What’s Trending: Employee Productivity

What’s Trending: Employee Productivity

What’s Trending: Employee Productivity
Reading Time: 4 minutes

In all rungs of society, productivity has been king for generations now. The idea that we must always be working, having a second hustle, has been thoroughly criticized, deconstructed, and reconstructed, but even through all of that, the question remains: how can we be more productive?

Employee productivity is a key performance indicator for many companies to measure and improve performance. Some companies even go so far as to implement employee productivity trackers and other tools and methods to get every little detail of how their workers spend their time.

Even employees try to increase their productivity through various self-imposed methods, such as the Pomodoro method, eat the frog, and other various techniques.

Keep reading this short article to find out what top publications say about employee productivity and how to measure and improve it.


Now, what does it mean to be productive? In rough terms, Elizabeth Perry for BetterUp says that productivity is a measure of the efficiency of a person, machine, factory, or system. Although accurate, she argues that this definition is reductive since people can have completely different but true definitions of productivity.

Think about it, when some people talk about productivity, many times they think that it’s just ticking things off your to-do list. But that’s not true; personal tasks can be too little to matter for a business goal, so Perry breaks down productivity into different types.

“Checking off our to-do list is not what productivity is all about. While personal productivity contributes to business productivity, these two types of productivity are defined very differently.”

These are some points of view of productivity:

·  Personal productivity: How consistently and efficiently one person completes tasks.

·  Business productivity: How much revenue divided by hours worked is created.

·  Workplace productivity: How much each team contributes to the business’s success.

·  Organizational productivity: How much revenue employee labor hours generate per quarter.

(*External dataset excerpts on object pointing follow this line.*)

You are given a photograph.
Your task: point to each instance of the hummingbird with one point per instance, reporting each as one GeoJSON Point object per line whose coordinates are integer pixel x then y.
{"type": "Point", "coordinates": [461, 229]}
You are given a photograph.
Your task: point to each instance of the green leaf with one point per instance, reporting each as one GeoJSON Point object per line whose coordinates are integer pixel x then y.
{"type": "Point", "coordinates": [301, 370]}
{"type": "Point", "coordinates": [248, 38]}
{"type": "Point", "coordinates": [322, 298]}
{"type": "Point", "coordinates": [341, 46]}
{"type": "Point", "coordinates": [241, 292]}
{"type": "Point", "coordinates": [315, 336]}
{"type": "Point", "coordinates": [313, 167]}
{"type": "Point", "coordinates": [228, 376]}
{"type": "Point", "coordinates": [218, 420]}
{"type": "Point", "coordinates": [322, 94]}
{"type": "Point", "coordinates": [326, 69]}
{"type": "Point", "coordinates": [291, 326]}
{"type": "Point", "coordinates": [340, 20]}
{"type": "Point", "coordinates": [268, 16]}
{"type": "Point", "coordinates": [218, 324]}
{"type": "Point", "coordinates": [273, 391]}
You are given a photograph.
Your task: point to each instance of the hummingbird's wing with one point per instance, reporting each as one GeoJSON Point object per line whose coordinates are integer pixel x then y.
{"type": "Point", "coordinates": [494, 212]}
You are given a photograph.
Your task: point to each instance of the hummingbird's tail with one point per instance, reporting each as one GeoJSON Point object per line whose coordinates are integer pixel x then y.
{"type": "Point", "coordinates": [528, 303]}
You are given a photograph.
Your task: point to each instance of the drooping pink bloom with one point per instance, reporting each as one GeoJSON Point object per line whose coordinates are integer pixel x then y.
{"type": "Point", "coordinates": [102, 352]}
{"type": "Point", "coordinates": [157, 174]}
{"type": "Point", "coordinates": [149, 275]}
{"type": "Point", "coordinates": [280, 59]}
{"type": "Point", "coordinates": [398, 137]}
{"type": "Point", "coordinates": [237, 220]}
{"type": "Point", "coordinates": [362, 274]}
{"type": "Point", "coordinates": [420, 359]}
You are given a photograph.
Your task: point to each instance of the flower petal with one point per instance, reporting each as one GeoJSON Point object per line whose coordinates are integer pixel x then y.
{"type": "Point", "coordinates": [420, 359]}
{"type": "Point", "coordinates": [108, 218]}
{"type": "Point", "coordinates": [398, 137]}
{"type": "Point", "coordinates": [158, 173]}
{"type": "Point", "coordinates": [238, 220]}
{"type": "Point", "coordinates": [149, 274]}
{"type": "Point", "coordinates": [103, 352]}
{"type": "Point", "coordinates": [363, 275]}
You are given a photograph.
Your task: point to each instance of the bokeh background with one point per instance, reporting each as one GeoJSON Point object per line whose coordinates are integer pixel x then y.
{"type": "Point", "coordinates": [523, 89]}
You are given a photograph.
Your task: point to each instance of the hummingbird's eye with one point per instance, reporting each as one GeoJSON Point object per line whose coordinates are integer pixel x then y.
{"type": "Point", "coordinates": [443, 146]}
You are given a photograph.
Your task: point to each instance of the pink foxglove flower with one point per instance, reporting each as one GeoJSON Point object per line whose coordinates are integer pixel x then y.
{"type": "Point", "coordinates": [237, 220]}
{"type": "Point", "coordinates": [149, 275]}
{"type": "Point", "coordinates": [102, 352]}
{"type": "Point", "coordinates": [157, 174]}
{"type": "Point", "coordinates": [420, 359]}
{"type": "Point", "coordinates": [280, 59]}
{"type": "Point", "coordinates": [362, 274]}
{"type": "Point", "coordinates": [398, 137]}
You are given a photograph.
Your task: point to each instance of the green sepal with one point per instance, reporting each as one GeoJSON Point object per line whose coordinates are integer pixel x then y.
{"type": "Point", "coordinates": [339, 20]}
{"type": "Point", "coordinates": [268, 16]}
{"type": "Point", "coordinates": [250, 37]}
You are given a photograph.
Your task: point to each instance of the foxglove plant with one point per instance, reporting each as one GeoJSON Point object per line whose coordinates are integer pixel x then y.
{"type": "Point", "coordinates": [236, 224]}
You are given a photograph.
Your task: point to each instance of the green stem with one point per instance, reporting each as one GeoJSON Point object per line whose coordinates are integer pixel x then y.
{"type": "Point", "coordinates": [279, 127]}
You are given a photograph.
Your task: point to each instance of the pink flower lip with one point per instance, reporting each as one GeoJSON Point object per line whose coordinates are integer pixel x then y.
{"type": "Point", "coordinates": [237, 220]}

·  National productivity: How well a country turns goods and services into GDP.


But how can you improve employee productivity? Meta’s Workplace platform has a piece on how you can measure employee productivity.

First, you should know what you want to achieve and your ultimate goal for employee productivity. As part of that, you should know what to look for and how it can be measured. The truth is that there isn’t a one-size-fits-all for measuring productivity, so you might need to use different tools and measurements to find something that aligns with the answers you need. 

The first measure can be efficiency vs efficacy. Efficiency can be defined as how quickly the job gets done; efficacy is the quality of the work. Let’s say you’re working at an IT help desk; some days, you might want to resolve the biggest number of tickets in the shortest time possible, while others, you might get stuck on complex cases for a longer time.

These can also be measured as subjective vs objective goals. Objective goals are those that can be measured, in this case, the number of tickets solved, but what about subjective goals? These goals can’t be measured so easily, like those in knowledge or creative industries. In this example, measuring how complex the tickets are can be difficult. A junior specialist may struggle with something that a supervisor or senior IT consultant would find easy. Still, managers should be clear about what they want and can achieve in each employee’s particular case to avoid placing unsuitable expectations across different levels.

“One of the reasons that productivity levels vary within a team might be down to personality, working style or ability – things you can’t always control.”

Harvard Business Review

According to Kate Northrup of the Harvard Business Review, the best way to improve productivity is actually to decrease the amount of things you should be doing. In her article, she cites the work of author David Rock, who argues that you are only focused six hours per week on your work—contrasting to the 40-hour workweek.

“Evidence supports that if we want to ramp up our productivity and happiness, we should actually be doing less.”

She argues that as people with full lives, we must know how to prioritize results—including scheduling breaks and drawing a line. This is a literal line in this case, as she devised a method to find the non-essential tasks in your personal and professional life. The first step is to draw a line down the middle on a piece of paper. Then, you must decide an area of work or life where you’d like to improve and write all the tasks related to it on the left side. Then, on the right, write all the wins related to it. Afterward, connect all the wins to the task that had to do with it.

This method, she says, will help you balance your life in the areas that you use it. That way, you will be able to improve productivity while removing stuff that doesn’t add up much to your goals.

The takeaway

There are many ways to measure productivity, from advanced tools and methods to simple pen and paper. But whether you want to improve your personal life or professional life, you’ll always need to weigh the pros and cons of any decision to get to your goals. When you’re looking at your own employee productivity, weigh in what the goals and achievements you and your company need while maintaining your own methods, personality, and work-life balance.